Open Source Growing At an Exponential Rate
sipmeister writes "Two computer scientists who work for enterprise software giant SAP have shown that open source is growing at an exponential rate. Not only is the code base growing exponentially, but also the number of viable projects. Researchers Amit Deshpande and Dirk Riehle analyzed the database of open source startup ohloh.net and looked at the last 16 years of growth in open source. They consistently got the best fit for the data using an exponential model. Relating this to open source market revenue, Desphande and Riehle conclude that open source is eating into closed source at a non-trivial pace."
The # of people who have seen goatse has gone up 1000s of times in the last year.
CNN actually had a piece on this recently.
Literalism isn't a form of humor, it's you being irritating.
Suppose I write some videogame that I would like to sell for a few bucks because I'm a starving student.
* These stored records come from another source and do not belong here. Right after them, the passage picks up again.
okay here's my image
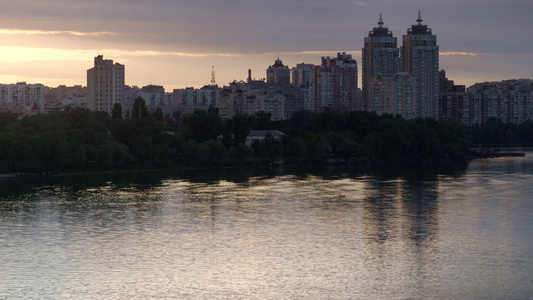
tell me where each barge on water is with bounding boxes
[475,149,526,158]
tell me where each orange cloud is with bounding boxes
[0,46,242,63]
[0,29,116,36]
[440,51,480,56]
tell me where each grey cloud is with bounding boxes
[1,0,532,57]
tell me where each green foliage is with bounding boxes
[261,134,283,161]
[132,97,148,119]
[226,143,253,164]
[0,107,488,172]
[155,106,164,121]
[280,111,471,162]
[112,103,123,119]
[251,111,274,130]
[0,109,178,172]
[181,110,223,143]
[0,113,18,128]
[469,117,533,146]
[225,113,251,145]
[203,140,226,163]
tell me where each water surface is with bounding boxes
[1,156,533,299]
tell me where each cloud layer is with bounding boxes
[0,0,531,89]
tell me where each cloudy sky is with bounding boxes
[0,0,531,90]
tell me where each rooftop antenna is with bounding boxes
[417,10,423,24]
[211,66,216,85]
[378,13,384,27]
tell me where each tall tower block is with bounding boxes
[401,11,439,119]
[87,55,125,115]
[362,14,400,111]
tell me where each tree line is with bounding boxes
[0,112,476,174]
[468,117,533,146]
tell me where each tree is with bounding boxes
[285,137,307,159]
[132,97,148,119]
[305,134,331,162]
[226,143,253,164]
[112,103,123,119]
[261,134,283,161]
[225,113,251,145]
[0,113,18,128]
[337,138,359,162]
[251,111,274,130]
[181,110,223,143]
[202,140,226,163]
[155,106,164,121]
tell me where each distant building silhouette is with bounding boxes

Hypothetically this videogame is really cool and I had a great idea.
I might need some numerical routines to handle sparse matrices and do a few other things that have been well developed for years now. All the libraries are under the GPL though, so now to have any chance of selling my videogame for $5 I have to redevelop all of this linear algebra software from scratch.
Maybe linear algebra routines actually are BSD, but that's not the point (I don't have a videogame either). There's no way for me to charge $5 for this great videogame idea unless I rewrite a whole bunch of code that hasn't been touched in ten years. What if the GPL code did something as mundane as write an xml file. Does it make sense to force every project using this to open their source to use this? It's not like we're repackaging someone's webserver--we're just writing a file.
It doesn't make sense to reinvent the wheel so it's not reasonable to re-implement this stuff...it might take weeks. So I have no chance of _selling_ my game. I would be motivated to polish up the interface if I thought I could make a couple hundred dollars though.